The corporate mafia cannot function without the active support of the system. Unless the State presses the enable button, no set of people however thuggish can operate with such confidence. This button was pressed long ago, but now it stands pressed with added vigour. 
The amendments to the Public Gambling Act, allowing for gambling at casinos in five star hotels and offshore, paved the way for reinforcement of a Mafiosi culture. When there are oasis of wealth in a pool of increasing challenges to make ends meet despite increased earnings even for the middle class, there is bound to be an earthshaking experience. And in such cases the casino industry can only protect itself with bouncers and the tacit support of the State in suppressing or quelling resistance.
Not long ago, this writer drew attention to the fact that even in the face of the Goa SEZ policy being scrapped due to focussed agitation, the power of corporate real estate giants to bully people into giving up their lands using bouncers and goons and the State’s policing machinery, could not be underestimated, SEZ policy or no SEZ policy. This was attempted and in some instances done with the support of the State. Then there is the other figurative way to complement and bounce off protests. Simply make the files disappear.  Remember Aldeia de Goa?
So what is different? We now find ourselves in an environment where the right to resist is increasingly being clipped in a bold daredevil fashion where it is made to seem natural and normal. The people on the margins of society have faced this repression for eons. But the Government has now made it bold to add the middle class to its list. At the Central level, we have seen the much publicised repression attempts. Teesta Setalvad and Javed Anand who have been active in the struggles of the survivors of the genocide in Gujarat for justice, have been facing repression. What they hope to do in this manner is to insulate the perpetrators of the 2002 violence from the processes of law, as political analysts have so appropriately expressed. This, considering that these processes of law have seen a couple of prominent perpetrators of the pogrom convicted. Strangely, much like the protests after the hounding of Teesta, at the very start of the protests against the invasion into Tiracol by bouncers at the behest of Leading Hotels, there is an attempt to profile the activists, as Judith Almeida reflects. 
The right to resist often involves exposure of the problem, and this might mean swinging international support and may involve travel. The Modi Government is starkly aware of this. Therefore they offloaded Priya Pillai as she was set to travel to UK for a meeting with British MPs.  Of course, this was a much more sophisticated bouncing. With a look out list prepared of people who cannot travel.

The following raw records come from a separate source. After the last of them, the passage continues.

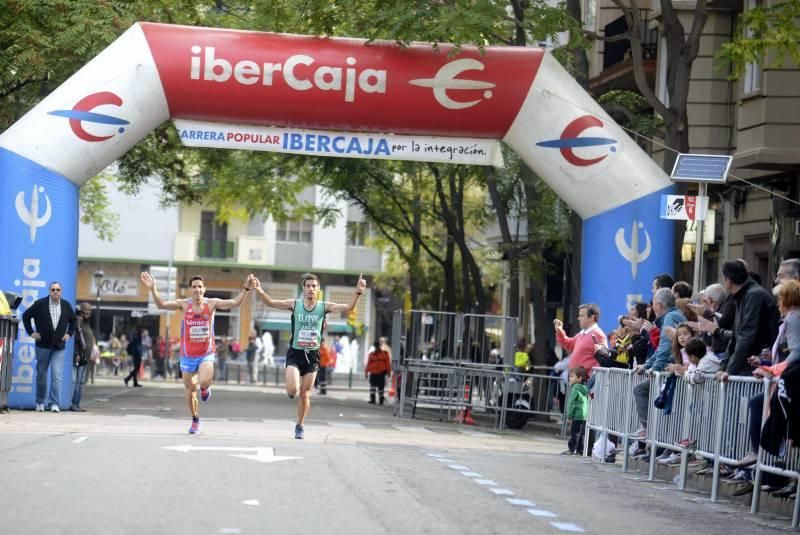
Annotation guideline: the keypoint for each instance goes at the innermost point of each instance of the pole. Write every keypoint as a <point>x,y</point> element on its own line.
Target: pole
<point>97,314</point>
<point>702,188</point>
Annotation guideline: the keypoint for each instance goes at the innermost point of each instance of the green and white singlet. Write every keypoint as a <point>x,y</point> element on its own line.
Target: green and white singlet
<point>307,326</point>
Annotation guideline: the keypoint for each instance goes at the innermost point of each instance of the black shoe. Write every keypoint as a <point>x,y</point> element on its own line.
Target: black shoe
<point>786,491</point>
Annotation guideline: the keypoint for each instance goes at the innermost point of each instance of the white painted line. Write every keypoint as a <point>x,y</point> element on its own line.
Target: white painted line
<point>347,425</point>
<point>542,512</point>
<point>518,501</point>
<point>410,429</point>
<point>566,526</point>
<point>477,434</point>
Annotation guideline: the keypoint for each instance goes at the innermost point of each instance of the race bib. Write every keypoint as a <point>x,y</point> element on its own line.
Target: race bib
<point>198,332</point>
<point>307,338</point>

Greenpeace International’s Priya Pillai who was proceeding to the UK was stopped from going there as the Government made out that representing the concerns of the people of Singrauli in Madhya Pradesh was an anti-national activity. As Priya Pillai pertinently stated, “The government’s so-called case against me is dangerous and dishonest. It says that by informing British MPs about a British-registered company’s activities in Singrauli. I am somehow acting against India’s national interest. But our laws, Indian laws, are being flouted in Mahan, to the detriment of thousands of Indians, all to benefit a coal mining project. How is raising awareness of this anti-national?”.
Another strategy to silence a powerful opposition is to fragment it by manufacturing consent , to use Noam Chomsky’s words. Sometimes some local people are given offers which they may fall for (no criticism of them given their circumstances), in a bid to make it seem that ALL are not involved.  Sometimes local power mongers are enlisted in this exercise. But the Government of Goa would do well to remember that repression begets revolt. That getting bouncers and bull dozing can only bounce back on the future of Leading Hotels and on the political future of the incumbent BJP Government which clearly supports the Resort and Golf Course Project of Leading Hotels at the cost of the long standing residents of the village. It is indeed a telling advertisement of the Tourism and Hospitality project of the Government of India’s Make in India strategy that is designed to make profits in/from India for a select designated few by stomping on the local people.
(Albertina Almeida is a lawyer, human rights activist and an independent researcher.)